When strongly euphoric drugs are given to experimental animals, it seems that all of them continue to seek the drugs, providing that they have learned to appreciate them and that they are not in a state of exhaustion caused by the drug (as, for instance, on prolonged overstimulation with central nervous system stimulants and associated dehydration, etc.). From the biological viewpoint, it therefore seems to be normal to continue with chemical pleasure stimulation once it has commenced and the behavior has been learned. In humans, on the other hand, it is regarded as abnormal, "deviant," or morbid to continue with intoxicating behavior, while the biologically atypical behavior--to refrain from pleasure or to use the drug "with restraint"--is socially recommended, accepted, or tolerated.

If the pleasure stimulation becomes so strong that it captivates an individual with the compulsion and force characteristic of natural drives, then there exists what I would describe as an addiction. This addiction usually--but not inevitably--is expressed in addictive behavior, that is, a specific, repetitive pleasure stimulation with lack of motivation to change this behavior, even if the individual realizes that it is extremely injurious. Addiction may easily become even stronger than the instinct for self-preservation.

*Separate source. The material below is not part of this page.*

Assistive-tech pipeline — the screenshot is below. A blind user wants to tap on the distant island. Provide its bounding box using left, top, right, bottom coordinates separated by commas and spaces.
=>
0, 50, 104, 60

A pseudomotivation for treatment is a very common phenomenon in addiction. The individual seeks help and treatment of troublesome somatic, psychic, social, and many other kinds of complications to addiction without really being prepared to give up the special source of pleasure that causes the addiction. In the more advanced and socially unaccepted addictions (alcoholism, heroinism, anorexia nervosa, etc.), addicts usually act as full-time defense lawyers for their addiction, and usually succeed in hiding their deepest aims from relatives, physicians, psychologists, social workers, attorneys, and judges, in a cunning defensive game around the protection of their addiction. The simplest way of regarding a drug addiction is to see it as falling in love with specific, pleasurable sensations (or the means to prevent pain). The lack of "treatment motivation" and honesty in regard to dependence is often interpreted as a sign of a primary character disturbance. I do not consider this to be peculiar, however, as commonsense is usually put aside by the strong pleasure fixation in love and in addiction.